Both China and the United States face a significant healthcare challenge in terms of cancer treatment, as they rank first and second in the world, respectively, in terms of annual cancer burden. Together, they account for nearly four million deaths each year out of a global total of over 10 million. The Cure4Cancer report asserts that expanding international collaboration in clinical trials is vital for bringing new cancer treatments to patients worldwide. The report suggests that global regulatory harmonization and approvals of cancer therapies could potentially decrease cancer-related deaths by 10% to 20% or save one to two million lives annually.
However, the report also acknowledges that policy innovation and regulatory harmonization for international clinical trial collaboration still face significant hurdles due to bureaucratic challenges, stakeholder silos, and cultural and geopolitical differences. Currently, only around 5% of cancer patients worldwide have access to clinical trials that explore the effectiveness of innovative drugs, vaccines, and technologies for cancer treatment. The report highlights the emergence of AI algorithms that match patients with potential treatments, as well as the importance of increasing the percentage of patients from diverse backgrounds who have access to clinical trials. This could greatly accelerate the drug approval timeline from the traditional 10 to 15 years to just 2 to 3 years, ultimately saving millions of patients desperate for treatment.

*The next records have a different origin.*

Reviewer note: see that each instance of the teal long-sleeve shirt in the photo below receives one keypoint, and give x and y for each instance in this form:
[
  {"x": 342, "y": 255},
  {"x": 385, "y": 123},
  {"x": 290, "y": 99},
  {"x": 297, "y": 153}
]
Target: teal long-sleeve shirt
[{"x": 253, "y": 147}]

The report emphasizes the need for pragmatic policy frameworks that involve multiple stakeholders in order to promote international clinical trial collaboration. The United States has launched Project Orbis under the Food and Drug Administration as part of President Biden’s Cancer Moonshot initiative, which has successfully attracted countries like Australia and Brazil to participate, resulting in expedited approvals for 75 cancer drugs. Nonetheless, China is not currently a member of this project, despite accounting for approximately 24% of new cancer cases annually. The report argues that working with China would expand the pool of trial data available to researchers, reduce treatment costs, and encourage other countries to join. Concerns about data generated from China could be addressed through site inspections. If China does not join Project Orbis, the report suggests the possibility of a limited confidentiality agreement between the United States and China, which could pave the way for full partnership following agreements with other project nations.
It is worth noting that increased collaboration in drug trials between China and other countries would complement the ongoing collaboration between individual companies in the development of cancer drugs. For example, Coherus BioSciences of the United States and Shanghai Junshi Biosciences of China obtained U.S. FDA approval to sell a treatment for nasopharyngeal cancer, a type of head and neck cancer. With over 130,000 newly diagnosed cases worldwide in 2020, this approval signifies a step forward in cancer treatment.
As anticipation builds for the upcoming Biden-Xi meeting, it remains to be seen how this potential breakthrough in global healthcare collaboration will unfold. The fight against cancer requires a united effort, and if the United States and China join forces, millions of lives could be saved, treatment costs could be reduced, and pharmaceutical companies could access new markets and revenue streams. Improved policy coordination and collaboration in clinical trials hold tremendous promise in the quest to find lifesaving new cancer therapies and preventions. Ultimately, the time it takes to conduct clinical trials remains the main barrier to discovering new treatments, and global cooperation is key to overcoming this obstacle.
By harnessing the power of international collaboration, stakeholders can establish more pragmatic policy frameworks, optimize drug approval timelines, and provide millions of patients with the much-needed hope for a better future in the fight against cancer.